Classes 16 and 17 – CO2 Time Series

Overview

(Class numbers may be slightly off don’t let that impact you.  We are going in numerical order if a number gets skipped.  Changing headers messes up the website)

Pandas is known for its time series capability where you make the index the time.  We are going to do this with CO2 data.  First we will analyze the data from the LaJolla Pier.  Here is the website that the data comes from.  I made a CO2 folder in GitHub.   I will walk you through how to do time series analysis with Pandas(pdf=pandastimeseries).  Work through how to do this.  Take your time.  Then you will do your own analysis from Mauna Lao, building on what you learned.  This is our work for the this class and next.

Try this link http://scrippsco2.ucsd.edu/assets/data/atmospheric/stations/flask_co2/daily/daily_flask_co2_ljo.csv

VIDEO

Homework.

Notebook 13.

1.  Get the daily Flask CO2 data from from Keeling curve data from Mauna Lao. USE THER DAILY FLASK!  So that is Flask CO2 Data->daily_flask_co2_mlo.csv .   http://scrippsco2.ucsd.edu/data/atmospheric_co2/mlo.html.   Things should work as we did it in the class example.  If we use the daily flask and like we did in class things should work!  When using this data you need to clean it up by only using flag=0.  We used this in our code.  df_scripps=df_scripps[df_scripps.Flags==0]

2. Predict the annual  MAX CO2 out to 2050.  Present the graph showing this data all properly labeled.  You can show the equations for each line that you use for the predictions.  Make it look good!  This is similar to what we did in class so a good warm up.  I am NOT showing my answer below.  In class we did mean.  Now we are doing max.  Choose your own unique linestyle, scatter symbol, and scatter color.

3. This is the harder one.  When looking at CO2 data we see yearly patterns.  It peaks in the late spring and decreases in the summer.  Here is a worldwide visualization for 20 years of CO2.  We know this is caused by growth during northern hemisphere spring and summer.  I want to see the monthly patterns by themselves.

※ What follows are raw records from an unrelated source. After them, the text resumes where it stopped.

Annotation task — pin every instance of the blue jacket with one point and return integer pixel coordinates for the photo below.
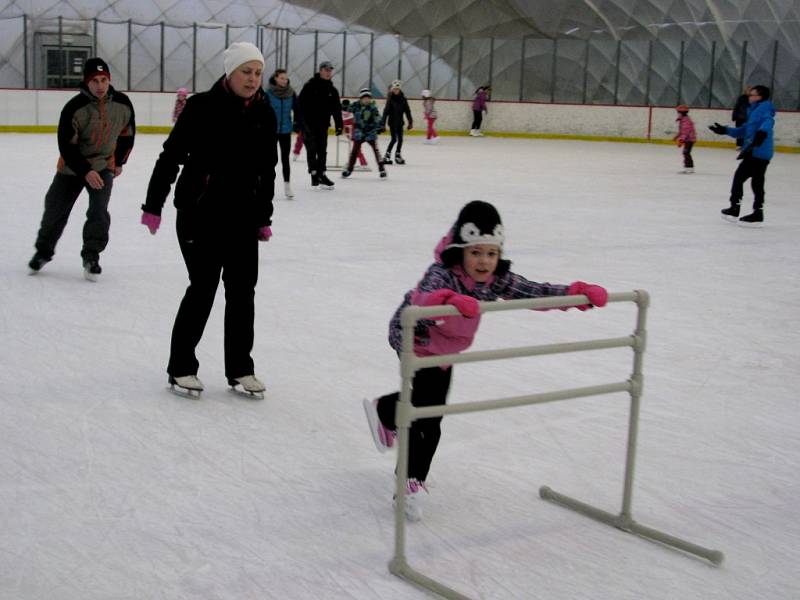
(284, 108)
(760, 117)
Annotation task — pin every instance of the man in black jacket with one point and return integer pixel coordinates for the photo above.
(319, 101)
(95, 137)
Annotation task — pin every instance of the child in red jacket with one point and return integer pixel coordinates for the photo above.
(686, 137)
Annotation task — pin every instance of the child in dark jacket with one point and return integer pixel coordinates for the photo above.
(180, 102)
(394, 111)
(366, 125)
(468, 268)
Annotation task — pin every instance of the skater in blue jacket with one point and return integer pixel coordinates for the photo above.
(757, 151)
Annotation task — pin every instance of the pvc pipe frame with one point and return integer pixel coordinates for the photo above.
(406, 413)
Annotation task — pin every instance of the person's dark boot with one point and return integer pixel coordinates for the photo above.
(754, 219)
(732, 213)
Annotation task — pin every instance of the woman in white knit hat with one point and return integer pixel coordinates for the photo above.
(225, 141)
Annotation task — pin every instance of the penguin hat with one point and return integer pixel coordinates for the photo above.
(478, 223)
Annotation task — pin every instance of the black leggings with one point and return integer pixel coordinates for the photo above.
(396, 129)
(429, 388)
(285, 143)
(477, 119)
(754, 169)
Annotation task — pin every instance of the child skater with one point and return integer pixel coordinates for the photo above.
(366, 125)
(428, 103)
(686, 137)
(393, 112)
(283, 99)
(180, 102)
(468, 268)
(348, 122)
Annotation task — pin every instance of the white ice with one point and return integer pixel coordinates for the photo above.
(113, 488)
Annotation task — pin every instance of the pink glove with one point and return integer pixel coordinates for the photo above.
(466, 305)
(151, 221)
(264, 233)
(598, 296)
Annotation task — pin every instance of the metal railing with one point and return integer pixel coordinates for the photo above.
(406, 413)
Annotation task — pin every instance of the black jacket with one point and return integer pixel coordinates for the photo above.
(228, 166)
(319, 101)
(396, 107)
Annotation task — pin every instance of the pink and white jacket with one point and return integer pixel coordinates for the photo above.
(450, 335)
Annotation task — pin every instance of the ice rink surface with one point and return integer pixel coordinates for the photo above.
(113, 488)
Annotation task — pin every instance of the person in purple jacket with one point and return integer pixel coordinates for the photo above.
(478, 108)
(468, 268)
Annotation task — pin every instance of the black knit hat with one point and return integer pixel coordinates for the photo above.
(762, 91)
(477, 223)
(94, 67)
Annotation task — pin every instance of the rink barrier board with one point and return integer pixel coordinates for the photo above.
(406, 413)
(158, 129)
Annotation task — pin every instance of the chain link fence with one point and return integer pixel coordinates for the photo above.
(49, 52)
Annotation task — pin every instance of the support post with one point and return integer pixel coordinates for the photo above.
(711, 75)
(406, 413)
(130, 54)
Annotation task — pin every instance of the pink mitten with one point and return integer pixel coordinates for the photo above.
(151, 221)
(264, 233)
(598, 296)
(466, 305)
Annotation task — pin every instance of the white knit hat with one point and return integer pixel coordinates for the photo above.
(239, 53)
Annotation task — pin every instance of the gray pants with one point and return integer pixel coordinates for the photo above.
(58, 203)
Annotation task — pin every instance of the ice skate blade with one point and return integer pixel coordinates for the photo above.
(184, 392)
(245, 394)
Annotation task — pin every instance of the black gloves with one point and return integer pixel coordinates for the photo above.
(718, 129)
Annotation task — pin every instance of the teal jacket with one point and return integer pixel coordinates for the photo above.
(760, 117)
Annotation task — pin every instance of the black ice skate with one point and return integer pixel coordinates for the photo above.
(755, 219)
(251, 386)
(36, 263)
(91, 269)
(731, 214)
(188, 386)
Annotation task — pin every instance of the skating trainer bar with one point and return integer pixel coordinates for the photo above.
(406, 413)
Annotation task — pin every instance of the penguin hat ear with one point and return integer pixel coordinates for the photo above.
(477, 223)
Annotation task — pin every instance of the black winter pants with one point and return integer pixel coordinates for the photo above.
(396, 129)
(754, 169)
(688, 163)
(357, 150)
(285, 143)
(316, 142)
(477, 119)
(429, 388)
(58, 203)
(210, 250)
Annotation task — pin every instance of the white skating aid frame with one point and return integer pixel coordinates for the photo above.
(406, 413)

So to do this we need to subtract out the yearly mean data from our samples.  this is easy to do but took me a while to figure out.  You can do it one of at least two ways.  Choose one and go for it.

a.  Pandas has a nice function called rolling.  It used to be called rolling_mean but that was deprecated and it is now called rolling.  Since we have weekly data if you make a window size of 52 weeks this is a year long average around each point.  It is not the average of that year but a rolling average with a 52 week window.  Do not use weeks.  It is buggy.  Use days.  Use a frequency average of 365D.  You can not use a frequency average of years or months because that length changes during leap years.  Here are two good links https://pandas.pydata.org/pandas-docs/stable/generated/pandas.DataFrame.rolling.html and https://stackoverflow.com/questions/43556344/pandas-monthly-rolling-operation and https://pandas.pydata.org/pandas-docs/stable/computation.html#rolling-windows    To be entertaining and distracting here is a video of a rolling panda(a slightly different google search). So if you compute the rolling mean in a new column you get a nice smooth curve and could use that to subtract out the mean to look at the monthly differences.

b. If you really want to subtract out the calendar year differences it is slightly different.  This is the January 1-December 31 mean.  I found two examples here is a stackoverflow description of one.  But I also found a slightly different method.  If you make a new column that is the year of each sample you can find the mean for each year this way.  mlo.groupby(‘year’).CO2.mean()   It is similar to how we resampled for the trend analysis.  Now you need to put the years data back into the larger dataframe.  You can do this using join.  Look at the favorite green checked answer here.  https://stackoverflow.com/questions/12200693/python-pandas-how-to-assign-groupby-operation-results-back-to-columns-in-parent

c.  I think you could also use resample but I have not figured it out yet.  So I wouldn’t try it yet.

Now you should be able to make 3 plots very quickly from the new column of data you could create.  I am going to paste in the three graphs you need to make.  I did not label my graphs so don’t follow my lead.  Make yours look much better.  I shouldn’t have to tell you that by now but I am reminding you.  Add a figure caption to each figure.   Good luck making them.

4.  Final 10%.  Can you make a simple box model of CO2 concentrations?  Take a look at this notebook(pdf=MLO-Bonus-BoxModel) and see if you can do it.  I have too many hints for you in the notebook.  My graph that is not labeled well is below!

1.  The difference between every sampling point and the mean value for the year to see the seasonal differences.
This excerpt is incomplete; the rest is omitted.